On the Money

October 26, 2010
Posted by Jay Livingston

In the previous post, I suggested that Americans were much more likely to name streets after military heroes than after luminaries in other fields as the French do.* As Denis Colombi noted in his comment on that post, the French don’t ignore their military victories. But in looking for people to name things after, they cast a wider net.

Whose praises do we sing? Follow the money. If you’re an American, you know the greenback line-up: Washington, Jefferson, Lincoln, Hamilton, Jackson, Grant, Franklin.

How surprising to go to France and see a bill like this – something you would never have seen in the US. (You won’t see it in France any more either, now that the Euro reigns.)


An artist (Delacroix) and bare breasts.

Or this:


A female scientist, Marie Curie, and her husband Pierre.

Or this.



Voltaire, a writer remembered chiefly as a satirist. Why not a Mark Twain bill for the US?

Who else filled the bill? Eiffel, Cézanne, Saint-Exupéry, Hugo, Molière, Racine, Voltaire, Debussy . . . .


* We do sometimes confer these naming honors on artists. I myself attended a primary school named after the great composer Stephen Foster.

3 comments:

maxliving said...

I believe another sociologist (or at least a criminologist) commented on the stricter requirements of the US for its currency images. See here: http://www.youtube.com/watch?v=Sy0VRRVs9wM&NR=1#t=02m15s

XavierM said...

You forgot Blaise Pascal, who was represented on the old 500 francs bank note.

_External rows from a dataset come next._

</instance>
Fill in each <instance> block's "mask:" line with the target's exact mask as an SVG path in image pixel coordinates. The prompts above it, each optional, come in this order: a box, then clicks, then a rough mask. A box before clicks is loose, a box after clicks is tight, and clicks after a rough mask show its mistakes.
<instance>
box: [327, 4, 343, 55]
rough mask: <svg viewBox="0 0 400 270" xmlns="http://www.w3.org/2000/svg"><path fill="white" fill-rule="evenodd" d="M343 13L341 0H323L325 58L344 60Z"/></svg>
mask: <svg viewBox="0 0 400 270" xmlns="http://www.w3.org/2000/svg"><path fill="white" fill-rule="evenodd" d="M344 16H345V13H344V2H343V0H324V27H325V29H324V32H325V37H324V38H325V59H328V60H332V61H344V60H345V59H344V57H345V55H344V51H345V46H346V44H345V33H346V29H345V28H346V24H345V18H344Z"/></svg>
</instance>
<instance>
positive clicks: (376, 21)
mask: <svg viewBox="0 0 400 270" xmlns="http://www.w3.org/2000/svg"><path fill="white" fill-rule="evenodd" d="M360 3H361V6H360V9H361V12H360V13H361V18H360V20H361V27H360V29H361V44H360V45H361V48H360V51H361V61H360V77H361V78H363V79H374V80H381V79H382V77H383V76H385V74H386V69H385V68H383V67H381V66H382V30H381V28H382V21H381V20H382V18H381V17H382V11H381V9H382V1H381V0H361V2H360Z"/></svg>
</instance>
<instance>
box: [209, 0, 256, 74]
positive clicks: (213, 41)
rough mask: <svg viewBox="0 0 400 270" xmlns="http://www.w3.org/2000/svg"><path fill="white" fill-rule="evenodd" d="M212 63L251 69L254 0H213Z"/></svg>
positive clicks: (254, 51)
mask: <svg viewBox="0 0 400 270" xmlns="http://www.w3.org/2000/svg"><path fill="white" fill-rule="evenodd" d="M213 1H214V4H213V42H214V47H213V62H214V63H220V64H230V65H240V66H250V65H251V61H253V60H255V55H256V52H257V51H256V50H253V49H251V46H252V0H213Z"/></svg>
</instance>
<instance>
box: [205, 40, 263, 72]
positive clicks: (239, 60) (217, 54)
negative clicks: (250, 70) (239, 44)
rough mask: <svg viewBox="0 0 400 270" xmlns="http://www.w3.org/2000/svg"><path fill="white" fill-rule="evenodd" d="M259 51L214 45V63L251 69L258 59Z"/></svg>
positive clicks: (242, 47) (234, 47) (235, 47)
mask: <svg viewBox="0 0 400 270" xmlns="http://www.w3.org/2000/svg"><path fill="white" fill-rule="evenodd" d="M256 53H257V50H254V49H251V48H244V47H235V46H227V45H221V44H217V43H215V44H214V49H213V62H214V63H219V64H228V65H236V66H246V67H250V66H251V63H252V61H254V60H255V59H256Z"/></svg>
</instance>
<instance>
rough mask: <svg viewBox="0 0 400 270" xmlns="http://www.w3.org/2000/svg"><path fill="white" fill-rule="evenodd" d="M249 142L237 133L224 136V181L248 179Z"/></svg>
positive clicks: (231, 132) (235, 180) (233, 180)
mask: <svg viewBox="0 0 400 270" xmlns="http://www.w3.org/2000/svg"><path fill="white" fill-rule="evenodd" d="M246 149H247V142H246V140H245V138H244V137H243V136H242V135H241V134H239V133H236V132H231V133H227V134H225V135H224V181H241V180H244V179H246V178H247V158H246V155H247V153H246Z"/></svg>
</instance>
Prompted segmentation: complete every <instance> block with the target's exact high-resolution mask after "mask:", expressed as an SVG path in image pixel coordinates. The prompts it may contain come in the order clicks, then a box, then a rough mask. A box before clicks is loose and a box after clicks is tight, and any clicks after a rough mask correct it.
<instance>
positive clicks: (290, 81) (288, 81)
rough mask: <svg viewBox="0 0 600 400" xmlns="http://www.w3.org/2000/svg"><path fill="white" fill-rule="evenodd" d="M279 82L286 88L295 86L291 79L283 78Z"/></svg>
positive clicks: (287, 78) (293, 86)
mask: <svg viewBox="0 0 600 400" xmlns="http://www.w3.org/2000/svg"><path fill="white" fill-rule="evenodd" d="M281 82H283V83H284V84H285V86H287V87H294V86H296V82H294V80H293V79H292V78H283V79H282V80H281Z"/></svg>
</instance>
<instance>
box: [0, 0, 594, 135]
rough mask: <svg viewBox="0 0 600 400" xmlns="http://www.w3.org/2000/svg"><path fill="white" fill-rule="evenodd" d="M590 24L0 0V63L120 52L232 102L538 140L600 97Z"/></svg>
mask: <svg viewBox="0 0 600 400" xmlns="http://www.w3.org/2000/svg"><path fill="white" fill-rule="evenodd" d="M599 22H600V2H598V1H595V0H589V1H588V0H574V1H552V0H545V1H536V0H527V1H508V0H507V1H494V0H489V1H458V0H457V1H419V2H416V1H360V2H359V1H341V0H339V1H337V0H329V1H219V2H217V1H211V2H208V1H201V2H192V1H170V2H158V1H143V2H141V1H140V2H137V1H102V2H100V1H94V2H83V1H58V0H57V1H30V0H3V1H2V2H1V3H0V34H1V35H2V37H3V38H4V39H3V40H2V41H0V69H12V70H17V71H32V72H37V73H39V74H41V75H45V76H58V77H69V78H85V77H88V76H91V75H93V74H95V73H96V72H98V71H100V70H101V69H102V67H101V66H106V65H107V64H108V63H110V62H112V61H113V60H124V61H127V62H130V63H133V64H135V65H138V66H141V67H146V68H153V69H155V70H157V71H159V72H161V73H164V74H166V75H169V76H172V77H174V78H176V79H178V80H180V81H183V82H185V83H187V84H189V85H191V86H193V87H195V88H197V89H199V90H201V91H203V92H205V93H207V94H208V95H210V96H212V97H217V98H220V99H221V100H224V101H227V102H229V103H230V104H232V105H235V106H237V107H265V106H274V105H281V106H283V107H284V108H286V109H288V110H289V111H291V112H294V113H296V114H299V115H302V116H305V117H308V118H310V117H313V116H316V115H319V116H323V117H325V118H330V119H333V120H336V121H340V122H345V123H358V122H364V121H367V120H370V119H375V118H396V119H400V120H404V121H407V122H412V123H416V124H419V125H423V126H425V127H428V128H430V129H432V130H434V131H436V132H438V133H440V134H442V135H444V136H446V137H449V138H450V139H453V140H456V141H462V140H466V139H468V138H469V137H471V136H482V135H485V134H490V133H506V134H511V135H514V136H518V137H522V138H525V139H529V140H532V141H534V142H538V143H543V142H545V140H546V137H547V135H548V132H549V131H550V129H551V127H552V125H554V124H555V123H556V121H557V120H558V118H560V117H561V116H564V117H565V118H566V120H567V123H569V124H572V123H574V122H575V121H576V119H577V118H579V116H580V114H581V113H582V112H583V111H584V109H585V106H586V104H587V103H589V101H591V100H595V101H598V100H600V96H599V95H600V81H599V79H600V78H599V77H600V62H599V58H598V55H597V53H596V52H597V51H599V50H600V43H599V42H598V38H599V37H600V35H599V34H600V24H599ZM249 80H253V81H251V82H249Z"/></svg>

http://blog.bourseducollectionneur.com/data/imgs/500-francs-pascal_126038220111484000.jpg

At that time it was the biggest existing bank note, and it was commonly named after the french philosopher : un billet de 500 francs = "un pascal"
(apologies for the bad english...)

PCM said...

The old Dutch notes, particularly the 50, 100, and 250(!) guilder notes didn't have people at all, but a sunflower, a bird (a snip), and a lighthouse. They didn't celebrate artists, but were were works of art themselves. They were beautiful.